Lucky menilai, saham dari emiten ritel produk konsumsi masih memiliki ruang untuk tumbuh hingga 3 persen sampai dengan akhir 2018. Ruang pertumbuhan yang tidak terlalu besar itu, menurut Lucky, menandakan kondisi perekonomian tidak akan mengalami perubahan yang signifikan hingga akhir tahun ini.
“Saham dari emiten-emiten ritel masih memiliki ruang untuk tumbuh. Akan tetapi, pasar harus menyadari bahwa harga saat ini sudah tinggi dan mencapai batas optimum sehingga hanya menyisakan ruang yang sempit untuk tumbuh,” kata Lucky.
Hal berbeda terjadi pada pergerakan saham dari emiten grup Lippo, PT Matahari Putra Prima Tbk (MPPA) yang sepanjang tahun ini merosot hingga 42,04 persen. Perusahaan ini sempat agresif melebarkan sayap bisnis, sehingga harga sahamnya mencapai Rp 525 per lembar. Namun, pada perdagangan kemarin, harga saham MPPA ditutup pada posisi Rp 262 per lembar.

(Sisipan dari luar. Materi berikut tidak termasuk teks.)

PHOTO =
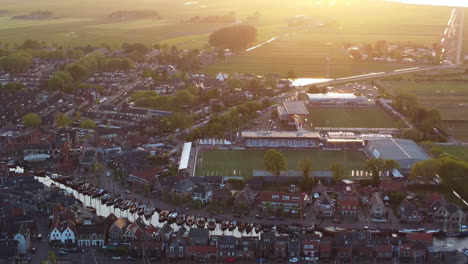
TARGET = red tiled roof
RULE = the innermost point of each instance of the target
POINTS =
(384, 248)
(267, 197)
(148, 174)
(202, 249)
(420, 237)
(348, 202)
(391, 185)
(325, 247)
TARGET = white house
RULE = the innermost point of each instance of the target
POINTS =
(221, 76)
(202, 193)
(24, 239)
(63, 232)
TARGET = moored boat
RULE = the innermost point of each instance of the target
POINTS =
(241, 226)
(133, 207)
(141, 209)
(232, 225)
(171, 218)
(201, 222)
(224, 225)
(149, 211)
(190, 220)
(105, 197)
(211, 224)
(180, 219)
(163, 216)
(248, 228)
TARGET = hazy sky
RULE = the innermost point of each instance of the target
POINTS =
(437, 2)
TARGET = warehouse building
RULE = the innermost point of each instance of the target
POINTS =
(405, 152)
(337, 99)
(293, 113)
(286, 139)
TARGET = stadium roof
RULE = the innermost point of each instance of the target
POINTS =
(295, 108)
(398, 149)
(185, 156)
(279, 134)
(332, 96)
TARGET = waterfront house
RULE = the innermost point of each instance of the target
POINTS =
(246, 247)
(91, 235)
(376, 206)
(117, 229)
(348, 206)
(198, 237)
(408, 212)
(226, 247)
(325, 206)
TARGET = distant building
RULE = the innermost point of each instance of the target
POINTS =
(336, 99)
(405, 152)
(284, 139)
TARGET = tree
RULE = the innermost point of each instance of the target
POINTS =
(425, 168)
(98, 168)
(63, 120)
(306, 167)
(31, 44)
(274, 162)
(291, 75)
(55, 83)
(390, 165)
(184, 98)
(396, 197)
(234, 38)
(407, 104)
(307, 181)
(88, 124)
(338, 171)
(375, 166)
(32, 120)
(16, 63)
(50, 259)
(412, 134)
(436, 152)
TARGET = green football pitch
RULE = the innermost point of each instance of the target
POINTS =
(242, 163)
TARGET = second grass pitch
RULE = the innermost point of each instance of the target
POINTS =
(362, 117)
(242, 163)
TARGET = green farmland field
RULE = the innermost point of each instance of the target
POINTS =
(365, 117)
(457, 151)
(356, 21)
(243, 162)
(450, 98)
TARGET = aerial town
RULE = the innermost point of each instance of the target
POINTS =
(134, 153)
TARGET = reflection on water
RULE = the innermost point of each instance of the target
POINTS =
(435, 2)
(104, 210)
(307, 81)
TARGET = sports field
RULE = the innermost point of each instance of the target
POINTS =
(365, 117)
(457, 151)
(243, 162)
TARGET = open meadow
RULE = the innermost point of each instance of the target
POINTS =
(86, 21)
(242, 163)
(363, 117)
(450, 98)
(460, 152)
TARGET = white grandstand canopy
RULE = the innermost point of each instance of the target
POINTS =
(185, 156)
(331, 96)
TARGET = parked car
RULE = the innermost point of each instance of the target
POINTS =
(293, 260)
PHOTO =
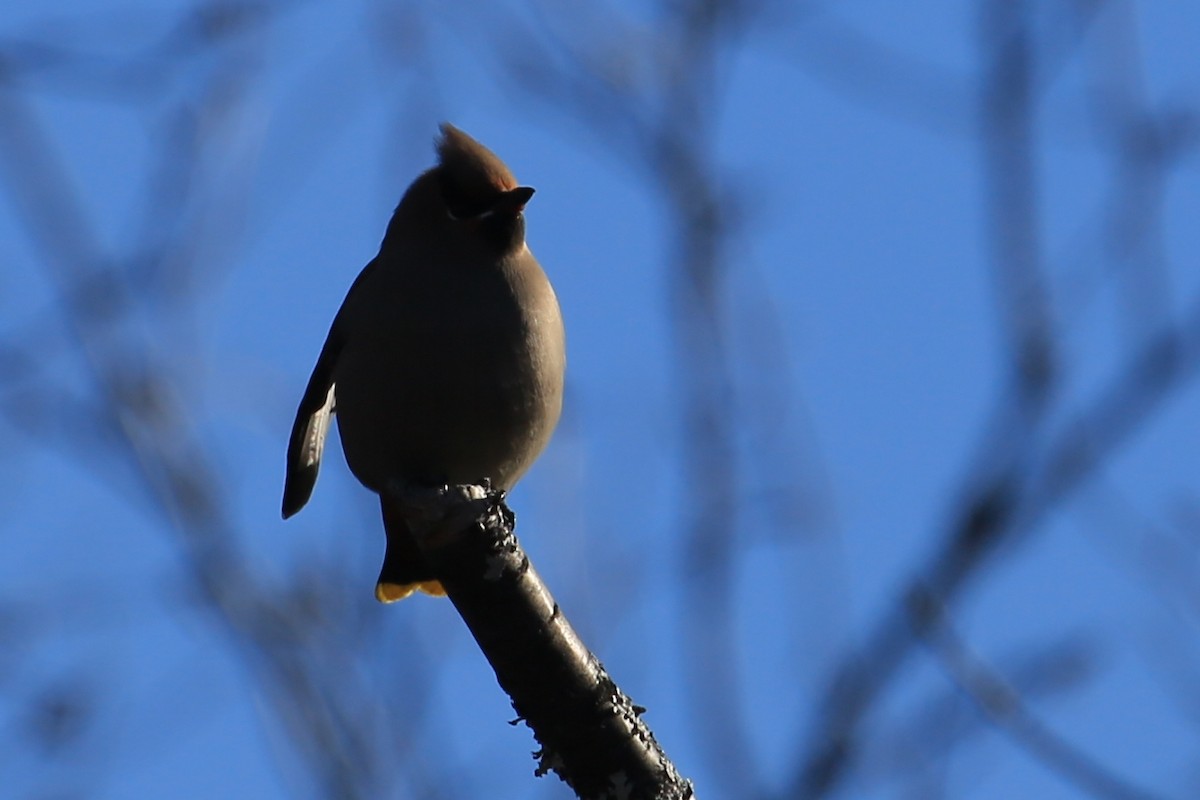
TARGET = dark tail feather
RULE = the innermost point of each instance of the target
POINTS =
(403, 566)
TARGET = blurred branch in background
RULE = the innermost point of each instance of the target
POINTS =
(142, 405)
(111, 370)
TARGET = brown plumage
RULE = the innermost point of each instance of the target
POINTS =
(445, 360)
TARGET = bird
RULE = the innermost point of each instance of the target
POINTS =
(445, 362)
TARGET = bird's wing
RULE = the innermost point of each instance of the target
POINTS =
(317, 407)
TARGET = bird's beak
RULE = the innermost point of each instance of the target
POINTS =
(514, 200)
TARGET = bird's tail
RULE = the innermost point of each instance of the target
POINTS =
(403, 566)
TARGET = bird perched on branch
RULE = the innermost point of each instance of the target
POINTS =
(445, 361)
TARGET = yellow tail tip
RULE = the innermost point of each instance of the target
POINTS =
(389, 593)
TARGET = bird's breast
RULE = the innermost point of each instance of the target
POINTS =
(451, 376)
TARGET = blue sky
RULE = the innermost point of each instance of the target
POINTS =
(859, 300)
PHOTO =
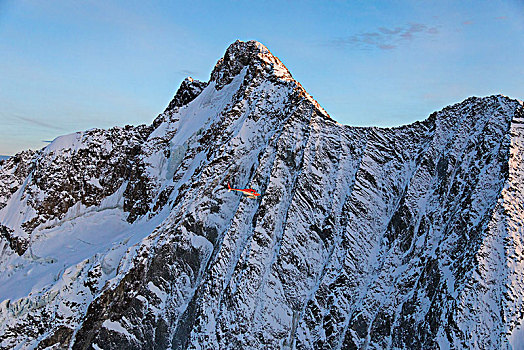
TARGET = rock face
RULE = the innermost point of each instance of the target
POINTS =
(378, 238)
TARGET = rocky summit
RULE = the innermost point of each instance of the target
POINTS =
(363, 238)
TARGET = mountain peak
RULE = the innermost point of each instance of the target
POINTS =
(242, 54)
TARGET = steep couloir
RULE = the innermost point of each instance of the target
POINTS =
(379, 238)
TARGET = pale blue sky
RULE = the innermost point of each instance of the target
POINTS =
(73, 65)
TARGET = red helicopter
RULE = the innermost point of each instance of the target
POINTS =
(249, 192)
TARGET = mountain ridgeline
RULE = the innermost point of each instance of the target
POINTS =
(363, 238)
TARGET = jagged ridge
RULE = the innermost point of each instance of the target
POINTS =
(407, 237)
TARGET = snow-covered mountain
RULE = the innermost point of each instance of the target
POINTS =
(379, 238)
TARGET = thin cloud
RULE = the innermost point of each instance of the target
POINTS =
(187, 72)
(385, 38)
(38, 122)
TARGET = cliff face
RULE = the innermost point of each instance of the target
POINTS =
(407, 237)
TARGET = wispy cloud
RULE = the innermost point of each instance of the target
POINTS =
(385, 38)
(38, 122)
(187, 72)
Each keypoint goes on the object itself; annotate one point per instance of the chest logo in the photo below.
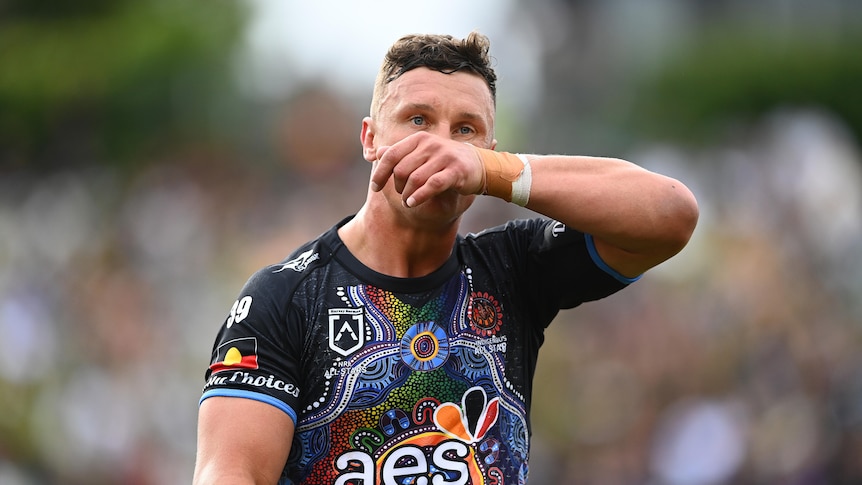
(346, 330)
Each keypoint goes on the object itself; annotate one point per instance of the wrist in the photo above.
(507, 176)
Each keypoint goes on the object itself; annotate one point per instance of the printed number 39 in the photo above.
(239, 310)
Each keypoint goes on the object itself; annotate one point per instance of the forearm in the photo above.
(625, 205)
(637, 217)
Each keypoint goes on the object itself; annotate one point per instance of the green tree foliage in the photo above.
(98, 81)
(734, 75)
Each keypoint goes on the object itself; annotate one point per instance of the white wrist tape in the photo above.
(521, 186)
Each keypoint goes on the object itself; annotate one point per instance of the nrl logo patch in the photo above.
(346, 330)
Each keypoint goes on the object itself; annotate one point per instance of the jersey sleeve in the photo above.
(554, 267)
(256, 354)
(568, 266)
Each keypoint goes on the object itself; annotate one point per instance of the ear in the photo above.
(366, 136)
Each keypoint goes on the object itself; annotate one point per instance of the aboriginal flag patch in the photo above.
(240, 353)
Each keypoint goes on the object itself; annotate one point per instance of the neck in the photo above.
(401, 248)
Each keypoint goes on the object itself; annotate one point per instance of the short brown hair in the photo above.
(442, 53)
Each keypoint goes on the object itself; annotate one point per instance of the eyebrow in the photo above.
(427, 107)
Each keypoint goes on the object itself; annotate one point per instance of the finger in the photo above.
(434, 185)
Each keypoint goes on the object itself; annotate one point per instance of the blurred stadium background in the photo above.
(154, 153)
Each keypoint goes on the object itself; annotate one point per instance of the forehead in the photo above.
(460, 90)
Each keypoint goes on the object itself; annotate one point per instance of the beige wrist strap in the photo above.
(507, 176)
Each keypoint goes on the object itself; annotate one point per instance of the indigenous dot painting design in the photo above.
(426, 400)
(424, 346)
(484, 313)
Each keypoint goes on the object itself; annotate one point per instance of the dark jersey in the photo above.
(406, 380)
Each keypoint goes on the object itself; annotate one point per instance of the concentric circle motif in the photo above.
(424, 346)
(485, 314)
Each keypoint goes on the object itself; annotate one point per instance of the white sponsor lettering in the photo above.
(407, 461)
(240, 377)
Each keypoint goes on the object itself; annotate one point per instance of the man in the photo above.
(393, 350)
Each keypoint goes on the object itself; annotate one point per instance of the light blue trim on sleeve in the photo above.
(594, 255)
(255, 396)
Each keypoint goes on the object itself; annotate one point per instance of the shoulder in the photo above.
(282, 278)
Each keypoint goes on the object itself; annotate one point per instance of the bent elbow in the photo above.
(682, 217)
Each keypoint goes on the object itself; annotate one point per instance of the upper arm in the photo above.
(626, 263)
(241, 441)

Analis Indovest Semesta Sekuritas, Aditya Perdana Putra, mengatakan, hampir seluruh emiten Grup Lippo, termasuk MPPA mengalami penurunan kinerja pada 2017.
Dorong belanja
Keberhasilan kinerja perusahaan sektor ritel dan konsumsi pada triwulan II-2018 dinilai sulit bertahan hingga akhir tahun. Oleh sebab itu, kebijakan pemerintah dalam mendorong belanja masyarakat menjadi penentunya.
Pengajar Ilmu Ekonomi Fakultas Ekonomi dan Bisnis Universitas Indonesia Jakarta, Lana Soelistianingsih, memperkirakan, pertumbuhan harga saham di sektor ritel dan konsumsi akan stagnan. "Laporan indeks konsumsi triwulan II-2018 mengesankan, tetapi kondisi ini tidak akan bertahan hingga akhir tahun," ujarnya.
Menurut Lana, kondisi triwulan II-2018 didukung faktor kebijakan pemerintah, seperti penyaluran tunjangan hari raya dan dana kesejahteraan. Namun, berbagai kebijakan itu dinilai hanya berdampak sementara.
Dari sisi pelaku, Lana berpendapat, reaksi perusahaan terhadap pelemahan rupiah akan diperhatikan investor.
"Jika perusahaan menaikkan harga jual produk, akan berisiko bagi daya beli masyarakat. Jika harga dipertahankan, ada kenaikan penjualan tetapi disertai kenaikan modal produksi yang tercantum dalam laporan kinerjanya," tuturnya.